The suggestion came from the least likely person: my husband who doesn’t give a flying fig about cuss words.
He read the first chapter of my novel and called the profanity a “turn off.”
It irked me, mostly because it followed his comment (with wrinkled nose) that my book wasn’t really his style.
I’ve always been able to handle feedback from critique partners, but for some reason I had trouble swallowing Seb’s honest opinion. Probably because critique partners tell you what works and what doesn’t while “not my style” flat out says, “I don’t like it.”
“Of course it’s not your style. Are you a teenage girl?” As far as the language I said, “I hear teenagers talk like this all the time.”
“Doesn’t mean I want to read it,” Seb answered.
After a night’s (non)rest I mulled over the cussing and think Seb might have a point.
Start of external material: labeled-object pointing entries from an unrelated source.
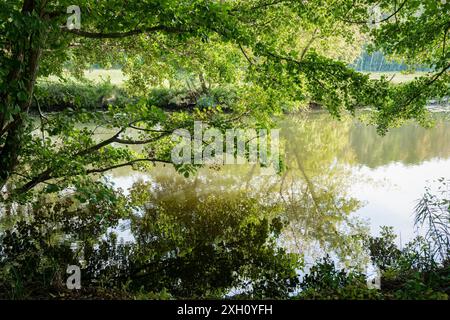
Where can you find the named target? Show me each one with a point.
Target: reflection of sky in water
(391, 202)
(389, 176)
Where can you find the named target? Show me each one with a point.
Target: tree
(273, 70)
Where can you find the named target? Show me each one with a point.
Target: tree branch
(117, 35)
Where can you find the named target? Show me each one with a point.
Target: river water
(341, 178)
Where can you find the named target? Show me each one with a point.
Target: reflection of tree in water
(312, 190)
(315, 186)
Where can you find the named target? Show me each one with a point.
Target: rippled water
(341, 177)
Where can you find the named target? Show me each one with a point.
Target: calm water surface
(341, 178)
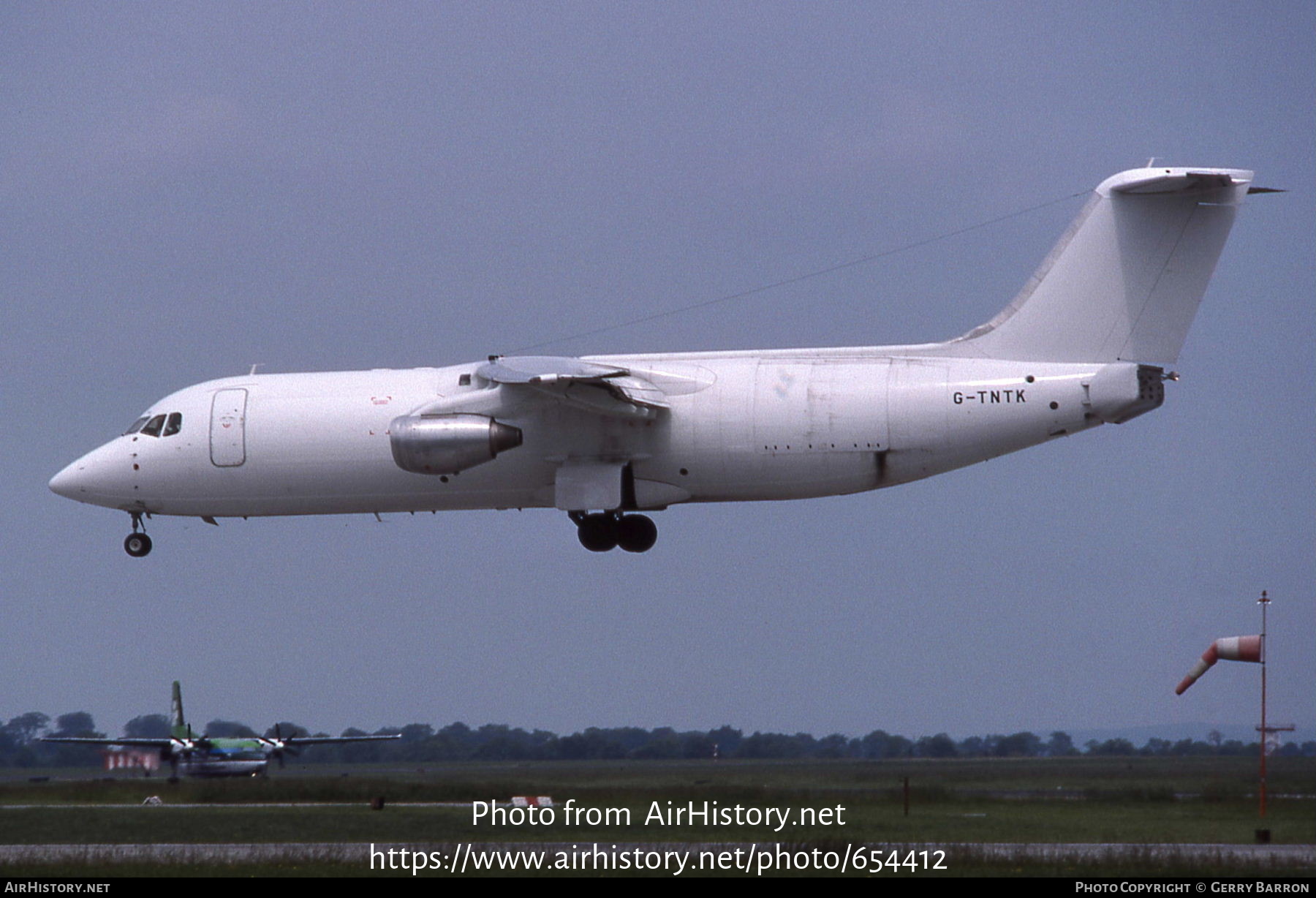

I love cursing, but don’t particularly enjoy hearing it from kids.
C.C. Hunter, who wrote the Shadow Falls series, uses “crappers” in her books and it sounds really cute.
Stacey Wallace Benefiel, author of the Zellie WellsTrilogy, offered helpful advice. She said the language was more noticeable in my novella for our Death by Chocolate anthology. (Add it to your bookshelf at goodreads!) “I guess since the story is shorter, it’s more blatant.”
I dropped the first f-bomb on page one. Stacey suggested removing the opening curse. “Over the course of a novel, I’d say I wouldn’t even notice it.”
I liked her advice that my adult character (Adrian, 22) could cuss all he wants – he’s an adult.
“I have cuss words in my YA novels, more than some people are used to and I have gotten some weird reviews because of it...but that's how kids talk, most kids I think. I've always had a potty mouth, so it doesn’t bother me.”